Students ask parliament to teach climate change issues in schools

teach the future campaigners holding banner

Campaign group Teach the Future is calling for an overhaul of the “broken” education system

Student campaigners are visiting parliament today to push for change in how the education system deals with climate change.

Teach the Future, which is a youth-led campaign, is calling for six main changes to the education system. These include a government review into how schools are preparing students for the climate emergency, teachers receiving formal training on the ecological crisis and a new Climate Emergency Education Bill.

The group crowdfunded today’s meeting of fifty students with MPs, raising a total of £11,746 in 56 days. The crowdfund was to cover the room hire for the parliamentary reception and the cost of drafting the bill, which is the first ever to be written by students.

Nadia Whittome, who at 24 is the youngest MP in parliament, is hosting the reception, and the students have invited all English MPs to attend.

The group hope to “get MPs on our side” following the meeting, according to a joint statement from partner group Students Organising for Sustainability (SOS-UK) and the NUS.

Sixth-former Joe Brindle, 17, is a founder member of Teach the Future. Speaking to BBC News, he said that “it’s educated people who are causing the most damage to the planet.”

“It’s people with degrees from Oxford and Cambridge who are becoming fossil-fuel chief executives and they are the ones who are causing the most destruction to our world.
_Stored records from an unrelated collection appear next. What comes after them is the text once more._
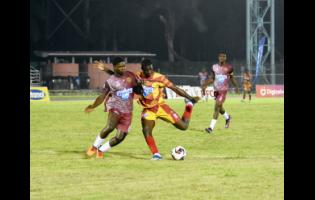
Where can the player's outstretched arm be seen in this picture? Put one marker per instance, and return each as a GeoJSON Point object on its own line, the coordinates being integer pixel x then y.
{"type": "Point", "coordinates": [234, 82]}
{"type": "Point", "coordinates": [99, 100]}
{"type": "Point", "coordinates": [101, 66]}
{"type": "Point", "coordinates": [182, 93]}
{"type": "Point", "coordinates": [207, 82]}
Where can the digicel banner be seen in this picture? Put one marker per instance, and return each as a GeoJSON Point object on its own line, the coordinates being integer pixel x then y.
{"type": "Point", "coordinates": [269, 90]}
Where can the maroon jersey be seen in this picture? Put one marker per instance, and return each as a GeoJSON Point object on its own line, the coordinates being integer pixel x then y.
{"type": "Point", "coordinates": [121, 92]}
{"type": "Point", "coordinates": [222, 76]}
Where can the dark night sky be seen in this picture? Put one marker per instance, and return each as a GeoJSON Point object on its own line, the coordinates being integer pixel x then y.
{"type": "Point", "coordinates": [123, 21]}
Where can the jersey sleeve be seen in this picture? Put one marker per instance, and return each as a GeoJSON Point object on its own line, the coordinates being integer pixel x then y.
{"type": "Point", "coordinates": [166, 81]}
{"type": "Point", "coordinates": [231, 71]}
{"type": "Point", "coordinates": [106, 88]}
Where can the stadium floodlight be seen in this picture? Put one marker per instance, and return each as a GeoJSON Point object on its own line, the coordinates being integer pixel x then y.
{"type": "Point", "coordinates": [260, 15]}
“And therefore that shows that education is not succeeding and that our education is broken because education should be creating better people not worse.”
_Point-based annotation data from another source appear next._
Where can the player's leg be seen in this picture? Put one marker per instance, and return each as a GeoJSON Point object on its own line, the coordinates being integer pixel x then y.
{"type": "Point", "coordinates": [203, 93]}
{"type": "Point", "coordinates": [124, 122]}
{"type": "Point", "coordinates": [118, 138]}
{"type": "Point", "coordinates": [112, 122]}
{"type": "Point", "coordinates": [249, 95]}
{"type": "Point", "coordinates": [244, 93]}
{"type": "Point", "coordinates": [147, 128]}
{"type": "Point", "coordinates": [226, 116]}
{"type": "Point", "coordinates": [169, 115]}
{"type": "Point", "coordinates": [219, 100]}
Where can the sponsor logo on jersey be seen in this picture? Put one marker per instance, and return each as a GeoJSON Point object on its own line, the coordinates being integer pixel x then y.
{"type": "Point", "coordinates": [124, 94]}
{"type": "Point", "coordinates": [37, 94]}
teach the future campaigners holding sign

TSR members discuss climate change activism

Following news last week that a number of Extinction Rebellion activists were arrested after digging up a Cambridge college’s lawn, TSR members have been sharing their thoughts on climate change activism – and the best ways for campaigners to get their message across.

The majority of TSR respondents (75%) thought that Extinction Rebellion’s latest protest was not effective, even if they agreed with the cause.

”Trouble is, ‘extra’ actions like this rarely draw attention to the cause, they draw attention to the action! There are much more effective ways of protesting,” comments Johnny Tightlips.

OliviaAveyard, on the other hand, says: “XR’s strategy is to use civil disobedience to draw attention to climate change. Climate change activists and scientists have been campaigning peacefully for years but nobody took the slightest bit of notice and nothing significant has been done about it.

“It’s only now that groups like XR have started doing things like this to shock people that people have taken notice and things have started to change.”

TSR member David-Isaac offers ideas for alternative ways to kickstart change, commenting: “The XR think that traditional methods of protest such as picket signs are highly ineffective. And I can understand why. Often, no-one in power listens and a bystander gets arrested.

However, I think there are much more effective and less destructive ways to protest… They could encourage people living in Cambridge to vote for an MP who us actively implementing solutions to climate change. They could encourage the students to pressure those above to invest in renewable energies.”